There is no school anywhere in which students don’t have conflicts. Any place where children are gathered the same themes emerge: sharing is hard, agreeing on what game you are playing is sometimes difficult and figuring out who goes first in a game is next to impossible. But with conflict there is also opportunity.

Our students learn how to deal with conflict in a way that allows both parties the opportunity to discuss an issue and come out with a solution. This is not a skill learned overnight but one that we continue to teach, reinforce, and practice all year.

This week we had an assembly that taught our students the skills needed to handle any problem. Our teachers pretended to be students having conflicts and then showed the students ways to solve them. We often call this, “giving an I-message,” or finding a “win-win solution.”

Sometimes parents assume that because we encourage our students to first talk out problems at recess that this means a duty or teacher never intervenes. This is absolutely not the case. We teach kids that there is a difference between small problems (like who goes first in a game) and big problems that need a big person (aka a teacher or duty person) to solve it.

In the younger grades teachers or duty people are involved with every problem. Teachers either act as facilitators, guiding the students’ discussion about small problems in a calm and collected way, or they solve the conflict because it is more than the typical recess dispute and needs a larger intervention.

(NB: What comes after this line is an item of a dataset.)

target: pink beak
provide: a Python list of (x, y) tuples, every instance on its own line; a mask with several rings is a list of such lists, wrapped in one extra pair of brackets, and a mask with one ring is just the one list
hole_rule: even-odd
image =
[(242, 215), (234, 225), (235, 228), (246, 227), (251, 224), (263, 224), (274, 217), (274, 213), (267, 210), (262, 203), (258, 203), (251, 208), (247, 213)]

Once students reach 3rd grade an amazing transformation starts to unfold. Anyone who has observed our 3rd/4th grade recess can testify that yes, students still experience conflict but the difference is that they no longer need a teacher to solve the “small” problems. You see students having a discussion, voicing their opinions, and agreeing on a solution. It may take a while to teach students the skills needed to address conflicts, but in the end what was once a conflict is now an opportunity to learn and grow.